21. August 2012

Bernd Krauß: „Das ist heute möglich“

Kölnischer Kunstverein

bis 9. September 2012

 

Diese Ausstellung im Kölner Kunstverein ist außergewöhnlich unterhaltsam!

Bernd Krauß’ Kunst ist weder dünkelhaft noch borniert, hier wird keine Klientel bedient, man muss nicht die letzten zehn Jahre Kunstfeuilleton studiert haben, man muss auch nicht besonders sensitiv esoterisch sein, hier ist weit und breit keine Erhabenheitsgeste, aber auch keine verzärtelte Demut zu sehen.

Dies liest sich jetzt so, als sei diese Ausstellung ein Akt gezielter Aufklärung, ein Kalauer zum Stand der Kunstproduktion im Allgemeinen oder gar Kollegenschelte – aber das stimmt nicht. Bernd Krauß’ Ausstellung entfernt einen gedanklich eher aus den bekannten Kontexten.

Es ist schwierig zu beschreiben, was passiert, wenn eine Ausstellung ohne alles Pathos, ohne Häme oder Besserwisserei auf geradem Weg bar jeder Didaktik dem Adjektiv „frei“ bei „freier Kunst“ Raum verschafft.
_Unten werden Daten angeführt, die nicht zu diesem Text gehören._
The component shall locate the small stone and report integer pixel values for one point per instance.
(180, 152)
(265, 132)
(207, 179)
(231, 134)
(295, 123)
Das schreibt sich so simpel, ist in letzter Zeit doch aber sehr in den Hintergrund geratenen. Kunst ist angeblich oder tatsächlich politisch, intelligent, kompliziert, kritisch, beziehungsreich, gewitzt oder auch einfach schön – aber frei ist sie nicht. Sie kann es auch gar nicht sein, da sich die Branche nicht damit zufrieden geben kann, dass Kunst frei ist, in dem Fall hätte man nichts zu interpretieren, zu deuteln oder zu erklären, und es wird ja bekanntlich immer alles gerne erklärt, auch dort, wo es nichts zu erklären gibt. Je wichtiger die Position ist, die man bekleidet, umso gefragter die Erklärungen, diese schließen dann weitere eventuelle Bedeutungen aus, das Werk ab, und man kann das Erklärte handlich praktisch ablegen und speichern, sodass es keinen Ärger machen kann. Das macht schließlich auch Spaß.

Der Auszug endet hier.